Hmmm. Well, to slake the curiosity of all, I think you should give it a go. I can't imagine it would be soft enough to chew through very well; maybe more of an extended chew. 

Sounds nutritious, though.

BTW, my dog loves a good bull penis... but testicles? Were they raw or dehydrated? Haven't come across them at my local pet shop...


----------



## BearMurphy (Feb 29, 2012)

this might be a stupid question but does the bull penis come fully drained? I heard some bully sticks you can buy aren't drained and smell more...that's why i'm asking.....this is a weird conversation


----------



## Liz (Sep 27, 2010)

Hi Re, we feed it as a treat. I don't count it in their food allowance as it doesn't seem to be calorie dense.


----------



## Ania's Mommy (Feb 8, 2009)

I understand what you're saying, Liz. And I agree; tendons would not be a very calorie dense food. However, for a little dog especially, it would take up a lot of tummy real estate. That's why I would feed it as I described above. 

So, yes. If you sub ONE of your daily meals with tendon, the total amount of "nutrient rich / calorie dense" food would go down a bit for the day. But I don't see this as an issue on occasion, unless you have an underweight dog. Plus you'd still be feeding "real" food that day in your other meal(s). So it's not like they're deprived. Although, I bet Bubba would tell you otherwise....


----------



## magicre (Apr 7, 2010)

@ania's mommy......i agree. when we feed feet or maybe this tendon as a treat, it's taking up valuable real estate.

i doubt highly if either dog will lose any sleep over having a chicken foot, beef tendon meal once a week. 
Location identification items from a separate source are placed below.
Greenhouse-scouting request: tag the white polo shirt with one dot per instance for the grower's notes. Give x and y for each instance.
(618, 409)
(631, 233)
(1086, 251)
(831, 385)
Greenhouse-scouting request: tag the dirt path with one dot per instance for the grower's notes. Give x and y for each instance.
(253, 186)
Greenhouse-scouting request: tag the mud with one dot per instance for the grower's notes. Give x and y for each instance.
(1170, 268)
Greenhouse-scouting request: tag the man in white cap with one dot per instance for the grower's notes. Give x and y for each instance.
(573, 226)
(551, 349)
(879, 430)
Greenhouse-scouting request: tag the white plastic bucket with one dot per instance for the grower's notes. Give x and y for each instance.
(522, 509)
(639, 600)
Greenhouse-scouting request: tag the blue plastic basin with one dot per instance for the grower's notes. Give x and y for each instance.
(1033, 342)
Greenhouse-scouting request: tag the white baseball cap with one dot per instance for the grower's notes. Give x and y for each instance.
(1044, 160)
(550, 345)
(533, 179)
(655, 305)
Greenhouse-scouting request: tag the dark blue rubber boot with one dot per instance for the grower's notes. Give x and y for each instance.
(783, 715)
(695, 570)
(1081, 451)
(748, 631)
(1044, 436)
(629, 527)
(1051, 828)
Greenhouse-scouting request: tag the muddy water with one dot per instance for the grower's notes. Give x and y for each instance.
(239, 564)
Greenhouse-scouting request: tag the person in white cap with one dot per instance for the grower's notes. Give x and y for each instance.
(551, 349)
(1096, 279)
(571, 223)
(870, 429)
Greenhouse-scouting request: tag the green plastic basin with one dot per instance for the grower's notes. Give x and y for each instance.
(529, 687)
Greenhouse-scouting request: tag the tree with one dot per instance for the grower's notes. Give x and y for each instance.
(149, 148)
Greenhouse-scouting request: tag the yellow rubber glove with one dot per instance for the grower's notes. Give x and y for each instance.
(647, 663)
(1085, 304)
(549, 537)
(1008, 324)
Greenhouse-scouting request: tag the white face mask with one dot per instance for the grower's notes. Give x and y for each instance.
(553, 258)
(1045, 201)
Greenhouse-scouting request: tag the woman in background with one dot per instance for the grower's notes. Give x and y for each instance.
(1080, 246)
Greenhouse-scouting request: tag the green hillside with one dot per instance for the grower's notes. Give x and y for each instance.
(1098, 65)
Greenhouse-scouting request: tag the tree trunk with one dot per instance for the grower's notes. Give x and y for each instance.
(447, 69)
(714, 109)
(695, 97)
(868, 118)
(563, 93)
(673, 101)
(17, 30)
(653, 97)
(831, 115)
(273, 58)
it's not as if they're skinny dogs....

@ BearMurphy....i have no idea about whether or not a bull's penis comes drained. Lordie, i would hope so....i do know that when i buy the dried version, most of them smell like urine because i try to get them as natural as possible....

then again, pork kidney has that pee smell, too....more so than any other kidney i feed

i'll see if i can get tobi to answer this one.


----------



## BearMurphy (Feb 29, 2012)

yeah i think pork kidney's stink too but I never noticed it with beef.....thought I had a bad batch the first time i bought them....at least pork kidney goes down quick!


----------



## shellbell (Sep 24, 2011)

I notice the smell of beef kidneys. It is not overpowering or anything, but for some reason I find it worse than the smell of tripe.


----------



## Tobi (Mar 18, 2011)

BearMurphy said:


> this might be a stupid question but does the bull penis come fully drained? I heard some bully sticks you can buy aren't drained and smell more...that's why i'm asking.....this is a weird conversation



Depends on where you get it, i was there when the bull penis i got for tobi was killed, they just tossed it in a box, never was drained :lol: They aren`t stinky raw, however when you dehydrate them they become stinky. It also depends on how they were dried, and how much they were dried, more dry = less stinky, less dry = more stinky! :thumb:

Re, I`ve fed beef tendon, Achilles etc and Tobi loves them. Extremely hard for them to chew the consistency of the pizzle imo. Took Tobi about 1/2 hour to get the full length Achilles down. There are a few other tendons, one attaches to the head, and back, the others aren't quite as big as those 2. Good find btw! 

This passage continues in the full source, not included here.